Mr. Anis Fuad from the University of Gadjah Mada and a member of the governing committee of AeHIN discussed the complexities of liabilities and regulations, particularly the use of AI technology in the healthcare setting. He shared Indonesia’s goal to eradicate malaria by 2030. While digital technologies have improved services and efficiency in various sectors, their application, including in malaria surveillance and remote diagnosis, remains limited due to regulatory gaps. Consequently, tools such as AI-driven detection or telemedicine programs have yet to be widely adopted in malaria-endemic areas. To address these issues, the Ministry of Health, Indonesian Healthtech Association, the University of Gadjah Mada, and partners collaborated to start a regulatory sandbox to explore, discuss, and test digital health technologies. Out of the 18 start-ups that joined the trial sandbox, only six passed the criteria for safe technologies. The Ministry of Health then began a sandbox research initiative on e-malaria and is currently testing several AI-based innovations.

Ms. Kantiana commended Indonesia on processing its regulatory sandbox and the possibility of extending it to AI. She also raised that regulators must first build capacity to avoid a regulatory arbitrage where a regulatory sandbox is introduced, but the safeguards are lowered for the sake of innovation. She stressed the need to ensure that the regulatory sandbox can test and experiment and provide appropriate safeguards not to push for conformity but to benchmark to provide a baseline and move forward.

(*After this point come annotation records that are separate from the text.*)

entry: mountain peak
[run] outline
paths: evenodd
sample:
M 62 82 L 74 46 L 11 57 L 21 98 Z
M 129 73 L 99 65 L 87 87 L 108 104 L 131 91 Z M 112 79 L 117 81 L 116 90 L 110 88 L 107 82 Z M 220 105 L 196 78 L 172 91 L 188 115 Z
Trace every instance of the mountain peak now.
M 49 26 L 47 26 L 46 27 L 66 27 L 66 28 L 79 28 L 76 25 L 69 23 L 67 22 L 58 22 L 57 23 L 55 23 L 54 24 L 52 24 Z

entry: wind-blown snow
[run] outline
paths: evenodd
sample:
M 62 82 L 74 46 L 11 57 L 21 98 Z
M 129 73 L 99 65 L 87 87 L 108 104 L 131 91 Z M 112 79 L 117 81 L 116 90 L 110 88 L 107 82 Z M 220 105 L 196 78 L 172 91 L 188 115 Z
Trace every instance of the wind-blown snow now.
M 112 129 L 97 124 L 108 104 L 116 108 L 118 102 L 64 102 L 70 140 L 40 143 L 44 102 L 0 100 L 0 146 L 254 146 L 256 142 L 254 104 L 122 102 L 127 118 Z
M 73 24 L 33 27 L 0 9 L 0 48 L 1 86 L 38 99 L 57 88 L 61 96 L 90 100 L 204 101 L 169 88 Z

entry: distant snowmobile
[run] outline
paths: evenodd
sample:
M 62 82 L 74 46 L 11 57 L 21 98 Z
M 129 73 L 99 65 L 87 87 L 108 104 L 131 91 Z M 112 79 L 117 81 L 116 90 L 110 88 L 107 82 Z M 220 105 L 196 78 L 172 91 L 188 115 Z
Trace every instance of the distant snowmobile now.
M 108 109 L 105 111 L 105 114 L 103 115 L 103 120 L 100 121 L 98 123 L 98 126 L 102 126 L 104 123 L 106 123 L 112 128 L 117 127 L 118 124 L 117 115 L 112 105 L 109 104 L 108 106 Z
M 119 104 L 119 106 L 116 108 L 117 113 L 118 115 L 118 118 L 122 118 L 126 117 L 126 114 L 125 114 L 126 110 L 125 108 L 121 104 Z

Dr. Mechael mentioned statistics from the Global Digital Health Monitor (GDHM) that 57% of countries do not have protocol policy frameworks or accepted processes for governing the clinical and patient care use of connected medical devices in health services, and 67% of countries have no emerging technologies and AI policies and strategies relevant to health. She thanked Indonesia for the great example and expressed encouragement to include civil society in the regulatory framework.

Ms. Katiana shared that while civil society plays a critical role in Indonesia’s regulatory sandbox framework, there is no participatory mechanism yet. She added that without a feedback loop, there is no clarity on how civil societies’ voices are heard and incorporated in the process, so in developing a regulatory framework, it is essential to formalize the participation mechanisms so that engagements are not tokenistic.

Dr. Chaminda Weerabaddana from Sri Lanka shared that they do not yet have a clear approach to govern AI in their healthcare system. They also used a participatory approach for their interoperability framework in Sri Lanka, where all vendors, Ministry of Health, Ministry of ICT, and academia came together and created the implementation guide in the workshop. He thinks this approach can also work in developing a governance framework around AI, and may be the better approach instead of having it sent to a legal department for clarity and then taking several years.

Mr. Sean Blaschke from UNICEF reflected on the themes of empowerment, whether designing for or with end-users, and data ownership, whether owned by an individual, the government, or the private sector, and who has control over it. He related it to ethical AI and regulatory frameworks because the current paradigm often states that data is owned by others. Mr. Blaschke added that to get to the core of questions surrounding ethics in AI, the broader issue of who owns and controls the data should be collectively looked at. If the paradigm is that individuals do not own their data, it should also be collectively shifted. 

Mr. Udayasankaran relates his thoughts on AI policies to AeHIN’s work. Screenshot from PMAC 2025 recording.

In the discussion, Mr. Udayasankaran highlighted the importance of health data governance, stating that it will be more meaningful to discuss governance of AI with a clear-cut policy and regulation to govern health data. Reiterating Dr. Chaminda Weerabaddana’s point that establishing policies would entail sitting down together to work on the policies so they can see the day, Mr. Udayasankaran suggested the possibility to align stakeholders relevant for national governance of AI to work together akin to AeHIN’s Convergence approach.